Seperti diketahui, Presiden Jokowi menerbitkan Peraturan Pemerintah (PP) No. 28/2024 tentang Pelaksanaan Undang-undang No. 17/2023 tentang Kesehatan. Salah satu pasal mengatur tentang aturan penjualan dan pembelian rokok.
Pasal 434 PP tersebut mengatur larangan penjualan rokok secara eceran. Penjualan juga dilarang terhadap pembeli di bawah usia 21 tahun.
Selain itu, pemerintah juga mengatur larangan penjualan rokok, baik tembakau maupun elektrik dalam radius 200 meter dari satuan pendidikan dan tempat bermain anak. Penjualan juga dilarang dengan menggunakan jasa situs jejaring atau aplikasi elektronik komersial dan media sosial.
Dalam kaitan tersebut, Tauhid menilai memang tujuan utama dari regulasi ini adalah untuk mengurangi penggunaan rokok pada anak.
"Preferensi rokok anak itu harus diturunkan sehingga dilarangnya eceran ini agar terjadi anak tidak bisa membeli rokok lebih murah.
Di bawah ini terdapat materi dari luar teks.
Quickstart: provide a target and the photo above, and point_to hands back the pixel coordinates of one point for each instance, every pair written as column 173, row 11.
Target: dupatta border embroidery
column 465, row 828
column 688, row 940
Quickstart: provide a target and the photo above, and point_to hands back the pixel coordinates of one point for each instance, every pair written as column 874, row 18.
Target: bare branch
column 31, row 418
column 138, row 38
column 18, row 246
Saya kira tujuannya itu, sehingga harga yang bisa dibeli itu lebih mahal dari biasanya," ujarnya.
Merujuk data Survei Kesehatan Indonesia (SKI) 2023 yang dilakukan oleh Kementerian Kesehatan, jumlah perokok aktif diperkirakan mencapai 70 juta orang, dengan 7,4% di antaranya perokok berusia 10—18 tahun.
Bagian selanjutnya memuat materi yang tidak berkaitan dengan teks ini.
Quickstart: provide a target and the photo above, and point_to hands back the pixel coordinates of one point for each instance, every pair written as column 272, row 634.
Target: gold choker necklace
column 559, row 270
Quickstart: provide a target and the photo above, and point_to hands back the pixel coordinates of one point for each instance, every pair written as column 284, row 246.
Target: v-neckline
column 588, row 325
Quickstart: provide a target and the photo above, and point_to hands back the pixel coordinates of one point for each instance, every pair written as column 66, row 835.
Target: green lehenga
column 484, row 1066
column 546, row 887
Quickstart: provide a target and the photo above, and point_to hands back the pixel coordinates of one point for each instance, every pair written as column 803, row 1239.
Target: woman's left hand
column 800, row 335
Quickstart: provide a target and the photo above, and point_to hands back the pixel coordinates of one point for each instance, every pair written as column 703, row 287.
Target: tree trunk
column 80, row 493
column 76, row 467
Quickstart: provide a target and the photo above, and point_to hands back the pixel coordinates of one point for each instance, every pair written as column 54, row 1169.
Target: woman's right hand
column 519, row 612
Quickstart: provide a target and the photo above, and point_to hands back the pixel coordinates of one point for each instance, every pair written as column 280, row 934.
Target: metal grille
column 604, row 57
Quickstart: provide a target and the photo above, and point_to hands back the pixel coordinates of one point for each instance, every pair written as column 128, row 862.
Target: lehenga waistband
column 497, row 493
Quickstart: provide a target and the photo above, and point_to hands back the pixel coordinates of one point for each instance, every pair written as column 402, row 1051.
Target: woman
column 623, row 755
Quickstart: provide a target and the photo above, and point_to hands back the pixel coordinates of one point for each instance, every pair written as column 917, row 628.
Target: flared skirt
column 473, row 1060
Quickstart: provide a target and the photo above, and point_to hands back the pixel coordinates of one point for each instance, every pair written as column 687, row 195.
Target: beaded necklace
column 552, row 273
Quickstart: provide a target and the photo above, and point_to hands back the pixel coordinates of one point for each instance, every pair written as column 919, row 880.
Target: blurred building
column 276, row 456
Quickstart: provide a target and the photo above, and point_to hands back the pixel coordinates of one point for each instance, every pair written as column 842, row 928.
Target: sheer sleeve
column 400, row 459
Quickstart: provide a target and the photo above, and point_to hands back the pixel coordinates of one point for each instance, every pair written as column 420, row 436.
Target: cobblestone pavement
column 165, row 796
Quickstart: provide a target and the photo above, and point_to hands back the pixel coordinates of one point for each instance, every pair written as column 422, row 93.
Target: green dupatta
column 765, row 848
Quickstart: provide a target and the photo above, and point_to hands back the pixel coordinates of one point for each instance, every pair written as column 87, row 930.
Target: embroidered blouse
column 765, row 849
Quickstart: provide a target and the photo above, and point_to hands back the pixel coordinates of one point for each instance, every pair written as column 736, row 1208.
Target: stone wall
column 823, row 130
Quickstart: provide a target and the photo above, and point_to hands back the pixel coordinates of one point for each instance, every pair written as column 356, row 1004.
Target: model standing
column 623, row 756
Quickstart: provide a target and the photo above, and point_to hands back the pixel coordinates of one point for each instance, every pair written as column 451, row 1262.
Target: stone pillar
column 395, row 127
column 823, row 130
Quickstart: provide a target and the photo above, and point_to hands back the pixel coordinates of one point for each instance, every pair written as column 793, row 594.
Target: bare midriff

Perinnciannya, kelompok usia 15—19 tahun merupakan kelompok perokok terbanyak (56,5%), diikuti usia 10—14 tahun (18,4%).
Data tersebut pun menunjukkan kenaikkan bila dibandingkan dengan data Global Youth Tobacco Survey (GYTS) pada 2019, di mana prevalensi perokok pada anak sekolah usia 13—15 tahun naik dari 18,3% (2016) menjadi 19,2% (2019).
Pasal Karet
Namun, pengusaha ritel modern menyebut aturan mengenai zonasi dan pembatasan usaha rokok dalam regulasi turunan UU Kesehatan rawan menimbulkan salah tafsir dalam implementasinya, yang pada akhirnya justru berujung merugikan negara.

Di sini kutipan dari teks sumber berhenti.